Mutations in voltage-gated L-type calcium channel genes cause gain- or loss-of-function that explain phenotypes of various cardiac arrhythmias, including long QT and Brugada syndromes.
This review provides a comprehensive overview of how specific mutations in L-type calcium channel genes contribute to the pathogenesis of various inherited cardiac arrhythmia syndromes.
The voltage-gated L-type calcium channel (LTCC) is essential for multiple cellular processes. In the heart, calcium influx through LTCC plays an important role in cardiac electrical excitation. Mutations in LTCC genes, including CACNA1C, CACNA1D, CACNB2 and CACNA2D, will induce the dysfunctions of calcium channels, which result in the abnormal excitations of cardiomyocytes, and finally lead to cardiac arrhythmias. Nevertheless, the newly found mutations in LTCC and their functions are continuously being elucidated. This review summarizes recent findings on the mutations of LTCC, which are associated with long QT syndromes, Timothy syndromes, Brugada syndromes, short QT syndromes, and some other cardiac arrhythmias. Indeed, we describe the gain/loss-of-functions of these mutations in LTCC, which can give an explanation for the phenotypes of cardiac arrhythmias. Moreover, we present several challenges in the field at present, and propose some diagnostic or therapeutic approaches to these mutation-associated cardiac diseases in the future.
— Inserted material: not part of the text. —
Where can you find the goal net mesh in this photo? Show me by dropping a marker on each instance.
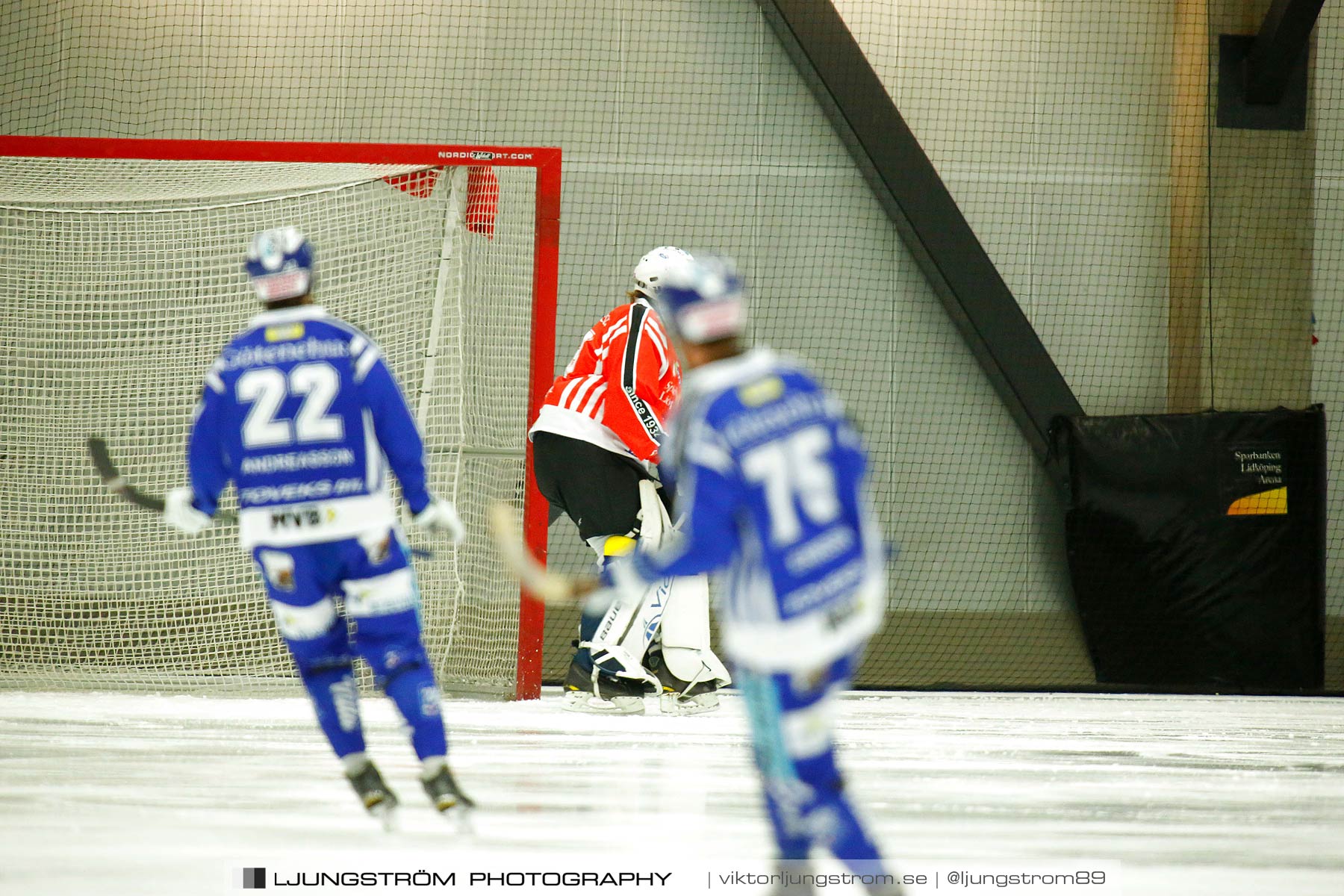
(125, 280)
Zhang et al. (Mon,) conducted a review in Cardiac arrhythmias (long QT, Timothy, Brugada, and short QT syndromes). Mutations in LTCC genes (CACNA1C, CACNA1D, CACNB2, CACNA2D) was evaluated. Mutations in voltage-gated L-type calcium channel genes cause gain- or loss-of-function that explain phenotypes of various cardiac arrhythmias, including long QT and Brugada syndromes.